Yes, it might. If there was a backup running while you copy a file into a folder currently being backed up there could well be occasional contention. You could ask the netadmin if there were backup jobs running at the times you got the errors, so you would know if they could be the cause.

These days most Windows backups use Shadow Copy (aka VSS) so processes can continue to use a volume while it's being backed up. Your NAS probably doesn't run Windows so it won't have Shadow Copy, but it might have a similar technology.
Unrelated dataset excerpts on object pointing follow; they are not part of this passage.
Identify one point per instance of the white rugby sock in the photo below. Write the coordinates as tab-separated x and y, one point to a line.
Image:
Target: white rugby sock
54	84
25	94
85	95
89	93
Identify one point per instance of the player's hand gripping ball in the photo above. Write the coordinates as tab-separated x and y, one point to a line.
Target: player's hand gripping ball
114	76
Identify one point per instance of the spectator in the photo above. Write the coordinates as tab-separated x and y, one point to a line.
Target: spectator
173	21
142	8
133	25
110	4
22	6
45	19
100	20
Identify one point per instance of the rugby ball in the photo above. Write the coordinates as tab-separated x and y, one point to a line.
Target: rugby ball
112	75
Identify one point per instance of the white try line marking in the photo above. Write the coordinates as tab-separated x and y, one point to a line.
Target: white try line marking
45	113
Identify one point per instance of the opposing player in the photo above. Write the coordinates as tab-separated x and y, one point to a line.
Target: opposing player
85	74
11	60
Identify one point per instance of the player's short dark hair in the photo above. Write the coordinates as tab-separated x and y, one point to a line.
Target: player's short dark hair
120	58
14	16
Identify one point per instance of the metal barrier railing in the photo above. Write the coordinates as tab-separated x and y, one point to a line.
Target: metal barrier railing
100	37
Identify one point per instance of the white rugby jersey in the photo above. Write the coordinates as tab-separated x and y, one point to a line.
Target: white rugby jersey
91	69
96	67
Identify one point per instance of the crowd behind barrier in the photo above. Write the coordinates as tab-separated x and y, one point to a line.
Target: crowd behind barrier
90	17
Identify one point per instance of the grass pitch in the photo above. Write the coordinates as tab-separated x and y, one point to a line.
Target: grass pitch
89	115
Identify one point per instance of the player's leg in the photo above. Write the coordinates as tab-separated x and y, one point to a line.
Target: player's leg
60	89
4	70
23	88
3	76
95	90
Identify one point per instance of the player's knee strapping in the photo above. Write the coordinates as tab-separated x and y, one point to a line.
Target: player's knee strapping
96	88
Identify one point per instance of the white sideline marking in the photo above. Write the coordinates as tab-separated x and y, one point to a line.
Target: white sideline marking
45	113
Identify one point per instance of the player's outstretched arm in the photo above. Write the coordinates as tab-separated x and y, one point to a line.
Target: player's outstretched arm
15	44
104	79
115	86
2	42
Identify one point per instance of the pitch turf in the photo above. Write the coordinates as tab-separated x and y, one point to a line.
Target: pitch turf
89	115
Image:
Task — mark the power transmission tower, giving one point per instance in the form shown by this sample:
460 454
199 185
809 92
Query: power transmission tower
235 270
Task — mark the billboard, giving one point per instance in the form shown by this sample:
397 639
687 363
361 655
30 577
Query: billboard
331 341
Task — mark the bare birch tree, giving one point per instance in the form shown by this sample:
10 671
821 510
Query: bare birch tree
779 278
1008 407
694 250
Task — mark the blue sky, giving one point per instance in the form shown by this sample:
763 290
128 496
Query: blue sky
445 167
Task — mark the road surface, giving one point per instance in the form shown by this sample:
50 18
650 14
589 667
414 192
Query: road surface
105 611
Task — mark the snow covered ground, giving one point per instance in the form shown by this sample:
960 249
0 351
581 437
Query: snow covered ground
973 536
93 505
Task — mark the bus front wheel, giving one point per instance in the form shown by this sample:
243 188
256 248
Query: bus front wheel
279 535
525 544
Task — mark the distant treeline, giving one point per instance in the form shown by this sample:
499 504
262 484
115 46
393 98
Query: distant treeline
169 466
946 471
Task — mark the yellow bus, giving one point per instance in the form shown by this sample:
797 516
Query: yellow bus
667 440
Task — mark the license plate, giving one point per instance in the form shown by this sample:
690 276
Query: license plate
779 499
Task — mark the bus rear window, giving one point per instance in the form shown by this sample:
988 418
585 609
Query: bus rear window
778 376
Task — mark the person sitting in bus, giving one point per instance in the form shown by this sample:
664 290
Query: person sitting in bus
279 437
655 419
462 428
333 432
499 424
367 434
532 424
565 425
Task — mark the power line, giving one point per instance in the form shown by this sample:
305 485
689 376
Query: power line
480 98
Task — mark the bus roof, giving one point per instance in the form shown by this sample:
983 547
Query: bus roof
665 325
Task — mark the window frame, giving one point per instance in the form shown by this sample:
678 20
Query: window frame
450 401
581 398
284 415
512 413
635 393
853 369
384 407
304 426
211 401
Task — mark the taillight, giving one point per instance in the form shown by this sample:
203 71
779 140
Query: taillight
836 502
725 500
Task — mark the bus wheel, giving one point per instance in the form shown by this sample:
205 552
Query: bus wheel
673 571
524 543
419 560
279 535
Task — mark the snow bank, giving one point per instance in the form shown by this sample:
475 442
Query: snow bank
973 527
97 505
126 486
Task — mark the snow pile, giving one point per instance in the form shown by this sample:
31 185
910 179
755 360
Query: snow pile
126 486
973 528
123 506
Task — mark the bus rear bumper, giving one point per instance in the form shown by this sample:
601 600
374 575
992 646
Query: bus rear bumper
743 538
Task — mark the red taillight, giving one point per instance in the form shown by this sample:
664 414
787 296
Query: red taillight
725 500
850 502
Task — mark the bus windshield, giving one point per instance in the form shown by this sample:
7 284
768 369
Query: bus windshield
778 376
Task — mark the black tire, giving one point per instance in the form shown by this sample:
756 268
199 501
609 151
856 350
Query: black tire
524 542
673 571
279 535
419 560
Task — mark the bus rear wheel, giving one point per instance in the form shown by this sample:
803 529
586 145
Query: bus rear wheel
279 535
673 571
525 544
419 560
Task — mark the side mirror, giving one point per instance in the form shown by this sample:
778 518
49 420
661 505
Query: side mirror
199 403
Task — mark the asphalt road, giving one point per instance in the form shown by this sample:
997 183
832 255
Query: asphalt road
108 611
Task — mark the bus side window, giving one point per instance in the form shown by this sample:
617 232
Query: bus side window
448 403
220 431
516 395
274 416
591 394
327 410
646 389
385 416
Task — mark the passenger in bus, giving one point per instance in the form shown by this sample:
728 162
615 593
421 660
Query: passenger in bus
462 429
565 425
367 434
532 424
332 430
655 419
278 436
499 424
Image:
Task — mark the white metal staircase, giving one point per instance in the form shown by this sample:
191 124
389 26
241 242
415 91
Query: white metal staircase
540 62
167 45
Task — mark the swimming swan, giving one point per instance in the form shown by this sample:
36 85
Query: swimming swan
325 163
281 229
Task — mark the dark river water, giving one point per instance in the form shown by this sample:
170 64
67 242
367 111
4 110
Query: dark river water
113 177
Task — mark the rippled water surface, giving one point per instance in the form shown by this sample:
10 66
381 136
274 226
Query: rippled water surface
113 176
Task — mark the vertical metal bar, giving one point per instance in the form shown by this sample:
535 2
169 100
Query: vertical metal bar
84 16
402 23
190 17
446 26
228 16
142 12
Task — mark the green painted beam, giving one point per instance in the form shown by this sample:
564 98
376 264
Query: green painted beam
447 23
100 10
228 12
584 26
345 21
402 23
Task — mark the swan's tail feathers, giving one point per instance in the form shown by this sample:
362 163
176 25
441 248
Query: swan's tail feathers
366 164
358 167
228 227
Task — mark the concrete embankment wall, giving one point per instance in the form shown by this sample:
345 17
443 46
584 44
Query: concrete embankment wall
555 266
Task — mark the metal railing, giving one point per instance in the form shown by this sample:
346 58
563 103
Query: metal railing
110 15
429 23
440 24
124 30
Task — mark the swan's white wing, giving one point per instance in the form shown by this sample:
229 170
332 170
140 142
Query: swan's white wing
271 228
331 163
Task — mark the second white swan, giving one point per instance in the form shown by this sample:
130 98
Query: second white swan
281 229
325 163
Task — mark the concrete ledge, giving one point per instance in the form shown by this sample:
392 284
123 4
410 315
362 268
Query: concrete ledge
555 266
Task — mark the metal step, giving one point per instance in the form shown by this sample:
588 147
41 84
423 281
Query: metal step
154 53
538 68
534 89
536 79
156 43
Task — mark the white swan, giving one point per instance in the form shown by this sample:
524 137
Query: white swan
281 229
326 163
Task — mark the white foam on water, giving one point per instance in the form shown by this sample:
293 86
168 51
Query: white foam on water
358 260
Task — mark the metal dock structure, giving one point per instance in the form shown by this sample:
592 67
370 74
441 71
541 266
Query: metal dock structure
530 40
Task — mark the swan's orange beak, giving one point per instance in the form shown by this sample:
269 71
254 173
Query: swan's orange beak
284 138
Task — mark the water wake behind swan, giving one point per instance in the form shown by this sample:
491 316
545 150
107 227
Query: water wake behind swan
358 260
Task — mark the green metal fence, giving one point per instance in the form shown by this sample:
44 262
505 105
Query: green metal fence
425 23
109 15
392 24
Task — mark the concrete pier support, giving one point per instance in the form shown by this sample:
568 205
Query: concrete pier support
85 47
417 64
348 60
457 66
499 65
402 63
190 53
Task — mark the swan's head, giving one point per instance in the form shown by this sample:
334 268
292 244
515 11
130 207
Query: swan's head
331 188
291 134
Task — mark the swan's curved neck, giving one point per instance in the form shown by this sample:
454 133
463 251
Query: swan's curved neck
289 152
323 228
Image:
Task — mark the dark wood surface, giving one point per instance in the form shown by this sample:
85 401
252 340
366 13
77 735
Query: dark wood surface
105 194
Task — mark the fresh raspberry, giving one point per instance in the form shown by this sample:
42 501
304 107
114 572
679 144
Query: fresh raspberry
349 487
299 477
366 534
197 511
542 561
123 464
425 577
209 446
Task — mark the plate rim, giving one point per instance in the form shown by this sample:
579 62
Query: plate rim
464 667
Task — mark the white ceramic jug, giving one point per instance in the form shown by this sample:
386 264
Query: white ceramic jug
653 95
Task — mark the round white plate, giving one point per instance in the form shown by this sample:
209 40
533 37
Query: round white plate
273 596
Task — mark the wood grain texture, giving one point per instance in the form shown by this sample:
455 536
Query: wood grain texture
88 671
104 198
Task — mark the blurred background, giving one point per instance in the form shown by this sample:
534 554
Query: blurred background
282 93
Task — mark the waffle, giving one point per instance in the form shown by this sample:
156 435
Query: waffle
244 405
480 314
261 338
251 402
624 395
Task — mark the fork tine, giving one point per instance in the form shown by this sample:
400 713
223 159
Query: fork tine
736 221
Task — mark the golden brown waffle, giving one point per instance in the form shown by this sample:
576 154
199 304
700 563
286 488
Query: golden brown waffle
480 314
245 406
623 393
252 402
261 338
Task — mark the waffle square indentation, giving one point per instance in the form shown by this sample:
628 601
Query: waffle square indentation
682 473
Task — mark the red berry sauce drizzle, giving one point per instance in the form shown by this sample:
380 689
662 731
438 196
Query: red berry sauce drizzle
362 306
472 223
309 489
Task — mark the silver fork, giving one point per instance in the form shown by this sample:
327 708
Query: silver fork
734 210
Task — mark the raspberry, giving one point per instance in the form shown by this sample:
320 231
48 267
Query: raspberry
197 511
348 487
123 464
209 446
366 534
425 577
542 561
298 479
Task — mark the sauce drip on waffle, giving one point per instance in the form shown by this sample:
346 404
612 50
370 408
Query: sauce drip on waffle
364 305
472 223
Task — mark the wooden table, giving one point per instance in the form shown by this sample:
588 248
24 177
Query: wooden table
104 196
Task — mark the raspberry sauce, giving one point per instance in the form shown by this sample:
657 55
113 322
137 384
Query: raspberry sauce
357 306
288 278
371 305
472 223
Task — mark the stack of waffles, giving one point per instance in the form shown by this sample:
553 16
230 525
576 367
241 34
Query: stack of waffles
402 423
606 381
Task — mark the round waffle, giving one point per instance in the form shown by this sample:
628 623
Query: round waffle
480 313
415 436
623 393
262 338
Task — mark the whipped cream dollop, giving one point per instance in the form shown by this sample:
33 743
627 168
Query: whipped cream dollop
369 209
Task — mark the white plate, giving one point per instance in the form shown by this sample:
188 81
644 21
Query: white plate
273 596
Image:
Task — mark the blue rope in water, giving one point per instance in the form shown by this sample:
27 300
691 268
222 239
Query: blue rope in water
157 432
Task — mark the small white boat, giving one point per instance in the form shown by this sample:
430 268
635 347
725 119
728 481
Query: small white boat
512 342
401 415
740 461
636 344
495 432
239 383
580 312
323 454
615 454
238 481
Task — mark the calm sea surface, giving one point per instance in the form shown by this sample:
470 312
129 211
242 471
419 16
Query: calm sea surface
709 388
If it doesn't you could definitely get contention.

>>3. Is antivirus real-time scanning in play on the source computer, destination computer or the one throwing the error you're seeing? Is it always different files that cause the error? Are they particularly large, or do they have an extension (e.g. .EXE) that might make AV pay them special attention?
>
>It is just at one location. With millions of files being copied on a weekly basis, I would probably eliminate that possibility from the loop.

I wouldn't be so sure... occasional or rare problems like this is exactly what you can get with AV that's either buggy or can't keep up with high I/O levels.

>>4. Is the source file on a NAS? My understanding is NAS support for simple file operations such as copying is good but if all else fails it might be worth investigating
>
>The source is from a NAS so is the destination, from the same NAS BTW.

Do you know if the NAS has deduplication (dedupe)? If so, that would come into play if both the source and destination were the same NAS. Again, my understanding is systems that support it work well with basic file operations but it could be another complication.